Henri d’Albret ayant ainsi échappé à ses ennemis, se rendit à Lyon où se trouvait Madame, et où Marguerite arriva bientôt après, à son retour d’Espagne. Épris de sa beauté, de son esprit, de ses grâces, le roi de Navarre ambitionna sa main. Tout en lui charmait ceux qui le voyaient ; mais la main de Marguerite n’était pas facile à obtenir. Elle avait été d’abord demandée en mariage pour le jeune Charles, roi d’Espagne ; et une telle union, si elle se fût accomplie, n’eût pas été peut-être sans influence sur les destinées de l’Europe. Mais l’âge de ce monarque (il n’avait alors que 8 ans), fit échouer cette négociation, et la sœur du roi de France épousa le duc d’Alençon, prince du sang, mais homme sans esprit, sans amabilité et sans courage. Ce prince, cause principale des désastres de Pavie, s’était enfui du champ de bataille et était mort de honte.
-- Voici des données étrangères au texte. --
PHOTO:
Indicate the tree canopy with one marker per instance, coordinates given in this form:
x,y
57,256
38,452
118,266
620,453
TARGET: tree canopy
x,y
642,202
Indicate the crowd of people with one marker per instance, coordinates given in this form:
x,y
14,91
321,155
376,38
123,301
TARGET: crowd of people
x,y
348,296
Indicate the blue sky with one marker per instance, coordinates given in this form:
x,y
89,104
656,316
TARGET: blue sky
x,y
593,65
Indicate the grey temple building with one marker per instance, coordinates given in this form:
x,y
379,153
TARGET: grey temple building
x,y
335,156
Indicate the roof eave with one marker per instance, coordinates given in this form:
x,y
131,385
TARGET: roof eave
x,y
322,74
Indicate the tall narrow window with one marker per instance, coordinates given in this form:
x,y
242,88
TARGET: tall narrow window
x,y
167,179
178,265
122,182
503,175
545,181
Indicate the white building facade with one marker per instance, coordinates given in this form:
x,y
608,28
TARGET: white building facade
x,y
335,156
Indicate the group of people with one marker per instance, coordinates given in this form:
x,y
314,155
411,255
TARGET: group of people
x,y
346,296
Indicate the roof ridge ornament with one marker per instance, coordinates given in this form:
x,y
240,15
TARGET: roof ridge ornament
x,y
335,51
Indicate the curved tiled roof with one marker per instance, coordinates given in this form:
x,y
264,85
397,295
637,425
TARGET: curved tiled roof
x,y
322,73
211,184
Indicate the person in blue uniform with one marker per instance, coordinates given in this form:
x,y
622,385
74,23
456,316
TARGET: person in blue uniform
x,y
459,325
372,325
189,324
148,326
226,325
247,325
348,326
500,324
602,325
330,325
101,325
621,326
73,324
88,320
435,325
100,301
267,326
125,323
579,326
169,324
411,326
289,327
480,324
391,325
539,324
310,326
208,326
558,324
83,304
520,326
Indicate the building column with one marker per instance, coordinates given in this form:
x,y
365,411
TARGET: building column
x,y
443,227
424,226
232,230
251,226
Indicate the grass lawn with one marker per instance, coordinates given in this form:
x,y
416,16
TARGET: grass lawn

Marguerite n’agréa pas d’abord les hommages du jeune roi de Navarre. Elle ne devait pas trouver en lui l’appui dont elle aurait besoin ; mais ce n’était pas le motif de son refus ; elle ne pouvait se résoudre à penser au mariage, tant que son frère était prisonnier. Henri ne se découragea pas ; il faisait tout ce qu’il pouvait pour plaire à la duchesse, et connaissant son attachement à l’Évangile, il ne manquait jamais, quand il se trouvait au conseil, de prendre la défense des hommes pieux que le cardinal Duprat voulait livrer à la mort. Cette intervention n’était pas un soin superflu. La persécution devint même telle que Marguerite, se dérobant aux assiduités du prince, ne pensa plus qu’aux dangers des humbles chrétiens dont elle partageait la foi.
On allait voir que le pape et la Sorbonne avaient plus d’influence en France que la régente et le roi.